In a recent study published in Cell Metabolism, a collaborative research team led by Chen-Yu Zhang, Xi Chen, and Di-Jun Chen from Nanjing University, together with Tao Zhang from Nanjing Medical University, reported groundbreaking findings in their paper entitled "Paternal exercise confers endurance capacity to offspring through sperm microRNAs." This research provides the first evidence that sperm microRNAs act as carriers of epigenetic information, enabling the intergenerational transmission of paternal exercise capacity and metabolic health, thereby exerting profound effects on offspring development.
Throughout evolutionary history, exercise capacity has been fundamental to human survival, with our ancestors relying on sustained physical performance for hunting, migration, and predator evasion. However, with the advent of modern society, human lifestyles have undergone dramatic changes. Sedentary behavior and physical inactivity have become the norm, making exercise seem less essential for survival. Yet, a growing body of research reveals that the biological benefits of exercise continue to profoundly influence human health. Exercise not only enhances individual physical fitness and metabolic profiles—reducing the risk of chronic diseases—but also exerts deeper effects on the physiological and metabolic characteristics of future generations. Nevertheless, the mechanisms through which paternal exercise influences offspring phenotypes remain poorly understood.
In this study, the authors demonstrate that offspring sired by exercise-trained fathers exhibit intrinsic exercise adaptability and improved metabolic parameters compared to those from sedentary fathers. Similarly, offspring of transgenic mice with muscle-specific overexpression of peroxisome proliferator-activated receptor γ coactivator-1α (PGC-1α)—a key enhancer of mitochondrial function—also show improved endurance and metabolic traits, even in the absence of the inherited PGC-1α transgene. Notably, the injection of sperm small RNAs from exercised fathers into normal zygotes reproduces exercise-trained phenotypes in the offspring at behavioral, metabolic, and molecular levels. Mechanistically, both exercise training and muscular PGC-1α overexpression remodel the sperm microRNA profile, which directly suppress nuclear receptor corepressor 1 (NCoR1), a functional antagonist of PGC-1α, in early embryos, thereby reprogramming transcriptional networks to promote mitochondrial biogenesis and oxidative metabolism. Overall, this study establishes a causal role for paternal PGC-1α, sperm microRNAs, and embryonic NCoR1 in mediating the transmission of exercise-induced phenotypes and metabolic adaptations to offspring.

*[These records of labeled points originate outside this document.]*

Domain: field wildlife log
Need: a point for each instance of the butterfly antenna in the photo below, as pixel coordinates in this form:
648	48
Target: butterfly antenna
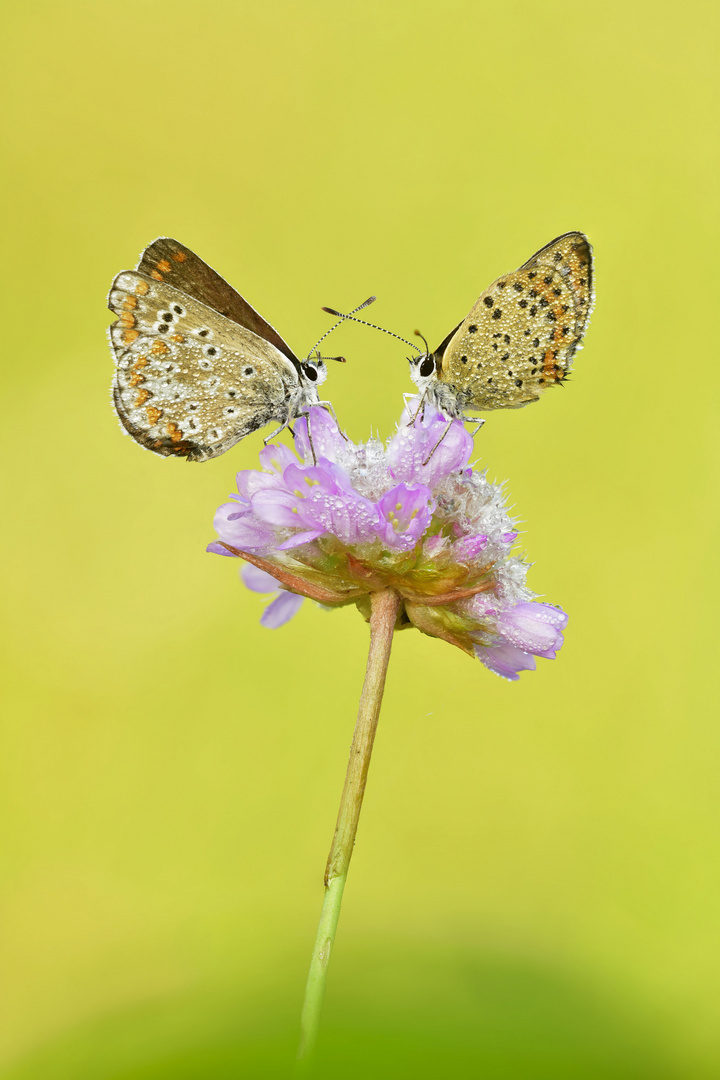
331	311
341	319
425	340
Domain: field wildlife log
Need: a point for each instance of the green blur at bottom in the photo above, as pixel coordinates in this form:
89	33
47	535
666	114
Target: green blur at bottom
416	1013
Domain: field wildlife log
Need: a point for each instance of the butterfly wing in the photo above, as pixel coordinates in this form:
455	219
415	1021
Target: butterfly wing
189	381
168	260
522	333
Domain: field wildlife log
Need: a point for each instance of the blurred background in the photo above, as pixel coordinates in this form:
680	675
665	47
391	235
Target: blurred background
534	890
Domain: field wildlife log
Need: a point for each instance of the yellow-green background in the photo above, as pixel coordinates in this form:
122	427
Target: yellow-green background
534	891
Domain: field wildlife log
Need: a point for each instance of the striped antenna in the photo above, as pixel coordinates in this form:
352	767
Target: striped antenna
341	319
331	311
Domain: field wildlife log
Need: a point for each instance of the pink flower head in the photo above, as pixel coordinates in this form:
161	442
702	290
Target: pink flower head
340	521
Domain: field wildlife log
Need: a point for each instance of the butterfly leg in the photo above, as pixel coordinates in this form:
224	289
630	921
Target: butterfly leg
449	424
328	407
473	419
273	434
421	408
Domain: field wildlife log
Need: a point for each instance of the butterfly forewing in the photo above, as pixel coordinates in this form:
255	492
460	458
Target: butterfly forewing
167	260
522	333
190	381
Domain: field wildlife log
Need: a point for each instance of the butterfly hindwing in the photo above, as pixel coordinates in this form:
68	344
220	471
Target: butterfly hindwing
189	381
524	331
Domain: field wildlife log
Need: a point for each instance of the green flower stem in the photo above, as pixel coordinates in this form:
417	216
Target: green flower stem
383	613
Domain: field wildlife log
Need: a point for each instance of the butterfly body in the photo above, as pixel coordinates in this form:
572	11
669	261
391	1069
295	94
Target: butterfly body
197	367
519	337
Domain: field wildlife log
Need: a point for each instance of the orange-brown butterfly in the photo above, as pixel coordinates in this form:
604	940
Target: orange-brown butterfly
518	339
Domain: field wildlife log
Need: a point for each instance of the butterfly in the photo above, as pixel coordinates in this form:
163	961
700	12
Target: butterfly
198	368
518	339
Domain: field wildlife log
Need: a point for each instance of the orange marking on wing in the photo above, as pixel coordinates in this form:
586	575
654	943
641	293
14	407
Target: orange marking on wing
548	363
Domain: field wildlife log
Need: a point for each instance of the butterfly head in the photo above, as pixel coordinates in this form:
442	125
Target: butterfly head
422	366
314	372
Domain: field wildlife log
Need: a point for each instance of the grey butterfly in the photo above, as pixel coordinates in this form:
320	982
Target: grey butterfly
198	368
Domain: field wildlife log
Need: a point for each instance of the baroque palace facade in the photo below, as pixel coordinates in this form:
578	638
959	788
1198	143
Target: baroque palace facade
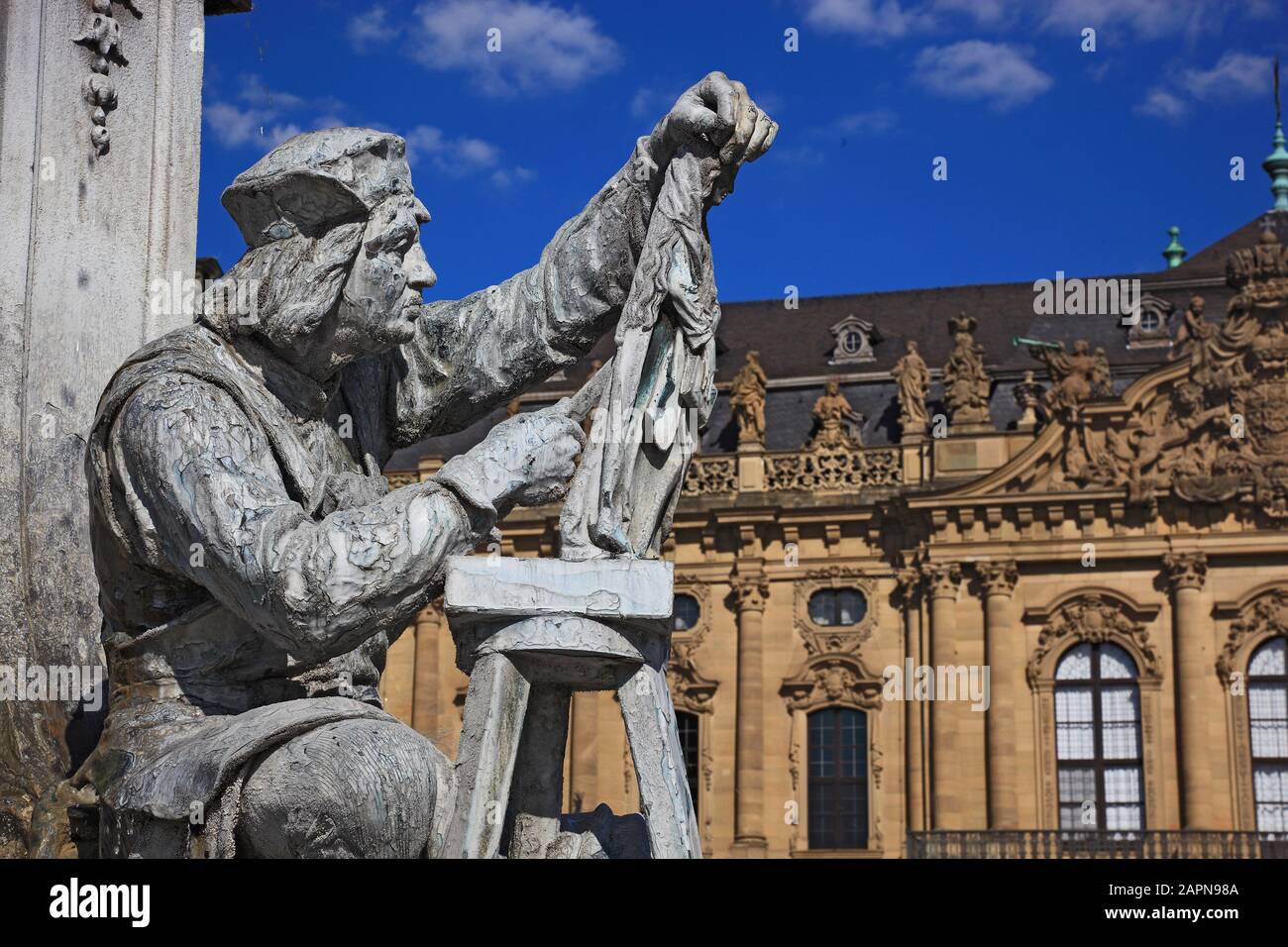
1083	543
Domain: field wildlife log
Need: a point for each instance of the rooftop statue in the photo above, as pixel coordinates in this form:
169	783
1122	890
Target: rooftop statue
253	564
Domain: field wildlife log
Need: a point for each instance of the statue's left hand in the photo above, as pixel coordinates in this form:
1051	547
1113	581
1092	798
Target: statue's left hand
719	110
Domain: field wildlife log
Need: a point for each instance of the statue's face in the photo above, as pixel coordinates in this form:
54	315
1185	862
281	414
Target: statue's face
381	296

The scientific significance of these findings is highlighted below:
(1) Elucidating the Molecular Mechanism of Exercise-Induced Phenotype Inheritance. After fertilization, sperm microRNAs target NCoR1 in early embryos, resetting gene regulatory networks and reprogramming embryonic development. This initiates a "butterfly effect" that ultimately reshapes offspring phenotypes. Within this framework, paternal PGC-1α, sperm microRNAs, and embryonic NCoR1 form a coherent molecular pathway through which exercise-induced endurance and metabolic adaptation are transmitted to the next generation via an intergenerational regulatory axis.
(2) Expanding the Role of MicroRNAs: From Intraspecies and Interspecies Signaling to Intergenerational Communication. MicroRNAs are recognized as mobile signaling molecules that mediate communication between cells, tissues, and even across species. This study reveals that sperm microRNAs also facilitate crosstalk across generations. These findings broaden the understanding of microRNA functions and suggest that life experiences and environmental exposures can be encoded in sperm microRNAs as epigenetic information, enabling cross-generational communication.
(3) Contributing to Improved Health and Fitness in the Next Generation. In an era where physical inactivity and sedentary lifestyles are associated with increased risks of obesity and chronic diseases, this study demonstrates that paternal exercise can enhance glucose homeostasis in offspring by promoting glucose uptake in skeletal muscle. These results underscore the importance of paternal exercise prior to conception, offering a rational and cost-effective strategy to improve the health of future generations and help break the cycle of intergenerational obesity and chronic disease.
Reference:
Yin et al. Paternal exercise confers endurance capacity to offspring through sperm microRNAs. Cell Metabolism. 6 October, 2025.